Страница 4 из 13
В определении «не наш» мичман, как показалось Кудлину, вложил какой-то особый смысл, от которого невольно повеяло холодом, тленом, чужой бедой.
– Попадёшь в госпиталь, быстро настропалишься узнавать, чей снаряд топает, твой или не твой, какого он происхождения и где шлёпнется, – моряк дёрнулся, закашлялся, приподнялся на постели, замер. Лицо у него одеревенело, покрылось потом.
– Помоги ему, – наконец выбил из себя немоту, словно пробку, Каретников, – он контуженый. Зашибиться может.
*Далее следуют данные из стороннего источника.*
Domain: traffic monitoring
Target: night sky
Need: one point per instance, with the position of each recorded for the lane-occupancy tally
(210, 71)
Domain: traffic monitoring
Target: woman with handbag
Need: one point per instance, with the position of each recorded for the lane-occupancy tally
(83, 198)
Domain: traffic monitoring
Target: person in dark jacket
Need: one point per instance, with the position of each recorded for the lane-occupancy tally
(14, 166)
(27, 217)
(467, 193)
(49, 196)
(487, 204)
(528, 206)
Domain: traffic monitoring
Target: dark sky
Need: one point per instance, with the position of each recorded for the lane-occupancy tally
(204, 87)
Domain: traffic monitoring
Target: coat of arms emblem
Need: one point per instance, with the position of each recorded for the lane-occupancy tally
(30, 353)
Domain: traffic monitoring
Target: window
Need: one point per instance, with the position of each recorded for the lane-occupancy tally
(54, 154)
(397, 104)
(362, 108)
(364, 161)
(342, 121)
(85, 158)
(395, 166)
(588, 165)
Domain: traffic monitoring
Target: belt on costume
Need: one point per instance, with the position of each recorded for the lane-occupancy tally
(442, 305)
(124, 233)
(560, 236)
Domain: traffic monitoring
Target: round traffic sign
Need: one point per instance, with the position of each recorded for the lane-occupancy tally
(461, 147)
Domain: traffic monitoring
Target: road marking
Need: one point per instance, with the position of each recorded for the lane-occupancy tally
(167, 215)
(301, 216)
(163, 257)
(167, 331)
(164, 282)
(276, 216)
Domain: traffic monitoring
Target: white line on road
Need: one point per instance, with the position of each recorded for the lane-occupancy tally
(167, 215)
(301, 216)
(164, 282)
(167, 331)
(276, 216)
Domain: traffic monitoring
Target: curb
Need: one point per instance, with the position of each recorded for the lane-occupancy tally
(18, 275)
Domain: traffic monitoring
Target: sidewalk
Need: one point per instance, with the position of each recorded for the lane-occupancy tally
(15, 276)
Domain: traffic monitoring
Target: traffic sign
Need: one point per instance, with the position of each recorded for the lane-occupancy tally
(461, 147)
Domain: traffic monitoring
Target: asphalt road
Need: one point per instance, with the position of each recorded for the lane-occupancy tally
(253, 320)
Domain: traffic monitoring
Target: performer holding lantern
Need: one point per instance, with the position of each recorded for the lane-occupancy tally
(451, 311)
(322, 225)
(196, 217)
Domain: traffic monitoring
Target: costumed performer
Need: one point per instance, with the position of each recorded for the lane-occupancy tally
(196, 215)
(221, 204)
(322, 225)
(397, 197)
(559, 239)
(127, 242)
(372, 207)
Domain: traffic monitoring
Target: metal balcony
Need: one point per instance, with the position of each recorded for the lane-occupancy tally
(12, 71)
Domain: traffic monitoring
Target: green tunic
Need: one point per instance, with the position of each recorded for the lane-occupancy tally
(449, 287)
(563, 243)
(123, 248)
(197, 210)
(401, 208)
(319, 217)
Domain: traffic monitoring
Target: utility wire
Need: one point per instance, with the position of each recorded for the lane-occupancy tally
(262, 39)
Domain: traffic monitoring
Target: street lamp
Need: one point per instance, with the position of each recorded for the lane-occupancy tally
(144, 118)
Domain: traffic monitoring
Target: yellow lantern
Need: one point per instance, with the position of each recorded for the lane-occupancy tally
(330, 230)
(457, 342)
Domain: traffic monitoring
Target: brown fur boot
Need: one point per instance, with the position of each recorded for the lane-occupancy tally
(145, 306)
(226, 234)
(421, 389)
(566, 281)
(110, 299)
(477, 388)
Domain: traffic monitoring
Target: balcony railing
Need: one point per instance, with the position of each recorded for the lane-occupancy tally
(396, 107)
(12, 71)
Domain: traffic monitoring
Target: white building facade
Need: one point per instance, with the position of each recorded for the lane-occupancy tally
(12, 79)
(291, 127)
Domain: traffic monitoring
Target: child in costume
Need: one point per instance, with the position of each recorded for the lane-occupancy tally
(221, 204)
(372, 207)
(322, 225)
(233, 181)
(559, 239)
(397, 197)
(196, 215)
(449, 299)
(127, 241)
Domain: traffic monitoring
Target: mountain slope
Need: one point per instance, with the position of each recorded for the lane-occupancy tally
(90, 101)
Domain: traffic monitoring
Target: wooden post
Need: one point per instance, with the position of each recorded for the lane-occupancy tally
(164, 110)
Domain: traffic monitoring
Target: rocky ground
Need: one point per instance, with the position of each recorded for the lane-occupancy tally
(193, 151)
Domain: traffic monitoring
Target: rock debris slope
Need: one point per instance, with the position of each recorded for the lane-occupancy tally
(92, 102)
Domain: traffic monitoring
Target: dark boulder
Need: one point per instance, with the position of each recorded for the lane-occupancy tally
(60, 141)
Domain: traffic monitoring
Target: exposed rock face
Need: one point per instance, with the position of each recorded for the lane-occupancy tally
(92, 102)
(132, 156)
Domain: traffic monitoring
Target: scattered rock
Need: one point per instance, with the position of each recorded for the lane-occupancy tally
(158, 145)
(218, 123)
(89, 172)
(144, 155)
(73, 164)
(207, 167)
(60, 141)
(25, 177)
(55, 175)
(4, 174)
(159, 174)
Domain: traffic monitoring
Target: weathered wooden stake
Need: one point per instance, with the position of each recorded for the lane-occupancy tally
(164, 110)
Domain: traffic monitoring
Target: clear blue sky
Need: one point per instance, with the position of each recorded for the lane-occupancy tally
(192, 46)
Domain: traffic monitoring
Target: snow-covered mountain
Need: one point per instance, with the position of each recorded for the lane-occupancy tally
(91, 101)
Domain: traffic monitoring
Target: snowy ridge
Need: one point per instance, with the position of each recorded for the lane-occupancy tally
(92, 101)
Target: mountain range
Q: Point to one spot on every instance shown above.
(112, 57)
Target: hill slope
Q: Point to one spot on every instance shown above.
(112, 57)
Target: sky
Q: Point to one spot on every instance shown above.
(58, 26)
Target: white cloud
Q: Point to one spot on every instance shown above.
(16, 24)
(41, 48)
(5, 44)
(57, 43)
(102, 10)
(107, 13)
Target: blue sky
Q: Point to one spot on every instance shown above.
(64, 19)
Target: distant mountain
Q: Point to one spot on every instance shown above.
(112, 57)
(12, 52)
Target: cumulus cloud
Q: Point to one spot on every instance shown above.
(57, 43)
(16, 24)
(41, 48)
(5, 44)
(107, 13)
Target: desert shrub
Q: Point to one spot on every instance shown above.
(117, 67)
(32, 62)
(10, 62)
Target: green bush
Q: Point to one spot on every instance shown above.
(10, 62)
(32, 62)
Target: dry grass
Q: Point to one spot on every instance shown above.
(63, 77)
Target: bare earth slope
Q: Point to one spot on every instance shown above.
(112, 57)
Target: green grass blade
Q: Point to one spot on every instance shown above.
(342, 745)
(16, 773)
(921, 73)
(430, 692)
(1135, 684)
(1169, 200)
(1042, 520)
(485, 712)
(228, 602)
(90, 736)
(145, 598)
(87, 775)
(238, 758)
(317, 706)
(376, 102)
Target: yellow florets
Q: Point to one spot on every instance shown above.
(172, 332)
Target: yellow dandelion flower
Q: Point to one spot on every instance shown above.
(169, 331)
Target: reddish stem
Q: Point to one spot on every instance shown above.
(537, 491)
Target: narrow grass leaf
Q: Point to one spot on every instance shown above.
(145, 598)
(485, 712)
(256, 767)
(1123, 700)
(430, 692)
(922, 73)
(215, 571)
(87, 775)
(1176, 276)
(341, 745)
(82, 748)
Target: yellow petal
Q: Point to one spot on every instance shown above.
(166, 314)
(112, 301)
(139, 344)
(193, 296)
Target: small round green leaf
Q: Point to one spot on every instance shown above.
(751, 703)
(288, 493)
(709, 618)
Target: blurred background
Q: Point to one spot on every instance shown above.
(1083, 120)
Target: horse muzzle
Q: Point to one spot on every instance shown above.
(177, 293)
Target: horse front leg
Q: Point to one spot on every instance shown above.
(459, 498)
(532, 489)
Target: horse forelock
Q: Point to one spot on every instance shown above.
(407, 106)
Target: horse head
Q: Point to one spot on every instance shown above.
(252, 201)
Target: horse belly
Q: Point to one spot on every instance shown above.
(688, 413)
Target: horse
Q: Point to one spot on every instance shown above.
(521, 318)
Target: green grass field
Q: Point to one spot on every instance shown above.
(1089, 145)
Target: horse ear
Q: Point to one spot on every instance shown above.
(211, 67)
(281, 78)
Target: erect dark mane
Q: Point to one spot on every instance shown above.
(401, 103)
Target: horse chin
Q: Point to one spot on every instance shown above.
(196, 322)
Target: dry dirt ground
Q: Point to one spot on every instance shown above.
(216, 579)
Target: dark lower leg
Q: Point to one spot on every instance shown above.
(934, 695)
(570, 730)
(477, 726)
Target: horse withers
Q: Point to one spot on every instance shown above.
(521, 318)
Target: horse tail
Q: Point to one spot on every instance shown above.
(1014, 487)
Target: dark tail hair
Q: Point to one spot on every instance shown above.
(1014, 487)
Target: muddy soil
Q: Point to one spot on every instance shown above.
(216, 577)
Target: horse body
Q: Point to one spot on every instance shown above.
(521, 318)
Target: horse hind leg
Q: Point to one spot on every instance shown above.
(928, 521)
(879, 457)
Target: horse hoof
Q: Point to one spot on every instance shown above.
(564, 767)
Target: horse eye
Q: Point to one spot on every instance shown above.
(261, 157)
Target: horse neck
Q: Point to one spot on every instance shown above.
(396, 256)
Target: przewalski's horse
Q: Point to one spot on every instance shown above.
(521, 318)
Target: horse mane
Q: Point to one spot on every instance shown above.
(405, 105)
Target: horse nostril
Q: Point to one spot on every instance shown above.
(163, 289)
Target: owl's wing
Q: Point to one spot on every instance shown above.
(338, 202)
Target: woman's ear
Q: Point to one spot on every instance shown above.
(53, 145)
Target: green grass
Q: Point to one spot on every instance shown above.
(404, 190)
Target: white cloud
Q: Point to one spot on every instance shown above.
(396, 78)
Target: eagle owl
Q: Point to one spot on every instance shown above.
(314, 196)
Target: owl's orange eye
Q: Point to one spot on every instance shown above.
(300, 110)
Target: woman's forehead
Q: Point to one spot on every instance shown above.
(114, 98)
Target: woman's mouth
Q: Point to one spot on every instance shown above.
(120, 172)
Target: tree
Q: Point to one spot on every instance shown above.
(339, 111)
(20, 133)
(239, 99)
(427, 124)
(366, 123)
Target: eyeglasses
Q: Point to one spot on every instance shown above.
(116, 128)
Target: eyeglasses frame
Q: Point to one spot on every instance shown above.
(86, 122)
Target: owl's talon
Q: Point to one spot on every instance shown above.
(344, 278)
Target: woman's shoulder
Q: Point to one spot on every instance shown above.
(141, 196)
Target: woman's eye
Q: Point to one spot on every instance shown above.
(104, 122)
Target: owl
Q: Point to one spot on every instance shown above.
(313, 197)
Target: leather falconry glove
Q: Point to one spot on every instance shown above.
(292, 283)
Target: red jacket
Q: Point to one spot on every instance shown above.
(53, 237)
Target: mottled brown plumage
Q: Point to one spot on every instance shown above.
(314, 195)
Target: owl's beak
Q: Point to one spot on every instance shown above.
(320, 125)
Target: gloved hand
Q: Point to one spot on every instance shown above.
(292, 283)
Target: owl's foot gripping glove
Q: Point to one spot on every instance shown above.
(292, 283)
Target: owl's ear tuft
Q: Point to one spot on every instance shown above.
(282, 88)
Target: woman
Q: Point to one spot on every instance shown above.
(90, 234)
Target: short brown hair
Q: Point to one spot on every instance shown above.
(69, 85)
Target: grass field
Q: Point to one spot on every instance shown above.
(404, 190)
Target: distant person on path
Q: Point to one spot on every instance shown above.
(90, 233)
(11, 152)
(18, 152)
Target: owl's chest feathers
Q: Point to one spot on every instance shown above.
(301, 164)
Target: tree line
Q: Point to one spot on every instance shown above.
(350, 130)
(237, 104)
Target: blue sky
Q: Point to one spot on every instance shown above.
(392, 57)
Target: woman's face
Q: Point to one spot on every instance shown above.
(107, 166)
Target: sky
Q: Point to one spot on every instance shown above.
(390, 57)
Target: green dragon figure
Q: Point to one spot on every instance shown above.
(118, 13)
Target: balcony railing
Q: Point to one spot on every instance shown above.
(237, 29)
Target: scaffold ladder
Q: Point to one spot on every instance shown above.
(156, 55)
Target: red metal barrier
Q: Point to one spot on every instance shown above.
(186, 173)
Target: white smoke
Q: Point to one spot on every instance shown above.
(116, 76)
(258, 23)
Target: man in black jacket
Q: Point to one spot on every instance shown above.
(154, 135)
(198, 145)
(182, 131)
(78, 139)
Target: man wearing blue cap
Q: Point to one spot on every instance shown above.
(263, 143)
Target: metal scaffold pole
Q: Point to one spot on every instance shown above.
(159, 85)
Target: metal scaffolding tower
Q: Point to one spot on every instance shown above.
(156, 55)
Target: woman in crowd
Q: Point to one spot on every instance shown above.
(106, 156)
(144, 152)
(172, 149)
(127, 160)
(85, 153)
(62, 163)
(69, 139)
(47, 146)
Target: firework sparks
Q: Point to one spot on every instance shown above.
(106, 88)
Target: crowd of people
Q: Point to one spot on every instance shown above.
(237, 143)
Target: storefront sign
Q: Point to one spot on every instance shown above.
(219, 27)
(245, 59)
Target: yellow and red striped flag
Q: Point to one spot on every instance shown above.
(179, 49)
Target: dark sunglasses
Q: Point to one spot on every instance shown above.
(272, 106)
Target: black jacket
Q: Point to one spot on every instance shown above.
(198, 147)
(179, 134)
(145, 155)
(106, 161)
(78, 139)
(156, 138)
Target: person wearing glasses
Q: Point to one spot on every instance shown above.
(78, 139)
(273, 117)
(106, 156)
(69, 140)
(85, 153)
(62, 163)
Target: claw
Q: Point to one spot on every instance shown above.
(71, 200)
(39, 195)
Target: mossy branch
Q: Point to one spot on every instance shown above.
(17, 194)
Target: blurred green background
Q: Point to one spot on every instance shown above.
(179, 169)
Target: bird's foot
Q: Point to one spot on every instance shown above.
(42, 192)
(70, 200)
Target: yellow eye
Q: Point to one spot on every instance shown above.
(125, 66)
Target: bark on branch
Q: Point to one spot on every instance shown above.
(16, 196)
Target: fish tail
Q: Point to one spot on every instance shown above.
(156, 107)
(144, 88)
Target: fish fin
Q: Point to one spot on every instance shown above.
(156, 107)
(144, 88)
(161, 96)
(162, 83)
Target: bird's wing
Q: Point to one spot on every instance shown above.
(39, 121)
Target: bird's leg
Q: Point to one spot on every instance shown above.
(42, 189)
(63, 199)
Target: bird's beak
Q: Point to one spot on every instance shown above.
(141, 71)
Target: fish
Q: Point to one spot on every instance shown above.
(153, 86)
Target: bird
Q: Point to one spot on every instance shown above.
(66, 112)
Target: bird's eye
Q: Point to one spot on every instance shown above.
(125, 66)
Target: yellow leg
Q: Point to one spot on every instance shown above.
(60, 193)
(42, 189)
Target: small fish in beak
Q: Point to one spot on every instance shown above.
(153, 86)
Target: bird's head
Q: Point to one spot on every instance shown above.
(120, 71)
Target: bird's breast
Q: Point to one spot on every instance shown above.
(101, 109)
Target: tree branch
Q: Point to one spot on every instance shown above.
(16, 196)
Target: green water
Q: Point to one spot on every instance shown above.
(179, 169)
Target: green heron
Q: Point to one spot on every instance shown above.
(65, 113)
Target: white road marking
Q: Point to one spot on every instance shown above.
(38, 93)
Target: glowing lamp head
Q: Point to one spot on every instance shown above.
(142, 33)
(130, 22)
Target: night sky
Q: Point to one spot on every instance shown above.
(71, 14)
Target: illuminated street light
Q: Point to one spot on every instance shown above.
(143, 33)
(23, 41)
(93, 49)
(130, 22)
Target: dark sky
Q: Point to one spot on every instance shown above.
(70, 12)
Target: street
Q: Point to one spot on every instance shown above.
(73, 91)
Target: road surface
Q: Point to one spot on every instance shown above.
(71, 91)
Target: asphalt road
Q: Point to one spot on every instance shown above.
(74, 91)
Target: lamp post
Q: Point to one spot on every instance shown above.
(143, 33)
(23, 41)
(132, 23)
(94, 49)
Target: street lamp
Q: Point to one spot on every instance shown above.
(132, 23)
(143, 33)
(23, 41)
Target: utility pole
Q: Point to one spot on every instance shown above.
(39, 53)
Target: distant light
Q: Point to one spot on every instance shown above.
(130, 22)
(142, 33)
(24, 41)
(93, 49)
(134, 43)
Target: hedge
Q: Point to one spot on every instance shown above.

Кудлин проворно пересел на кровать мичмана, забормотал что-то по-голубиному тихо, успокаивающе, попридержал мичмана, под затылок ладонь подставил, чтобы тот не врезался головой в железные прутья кроватной спинки.
Над крышей прогундел ещё один снаряд, крупнее первого, через некоторое время донёсся далёкий харкающий звук взрыва, потом под госпиталем дрогнула земля, хотя, честно говоря, должно быть наоборот, удивительно, что это не так, – ведь вначале доходит земной толчок и только потом накатывается звук. Снаряд упал в районе Исаакиевского собора. Уж не рванул ли там какой-нибудь склад?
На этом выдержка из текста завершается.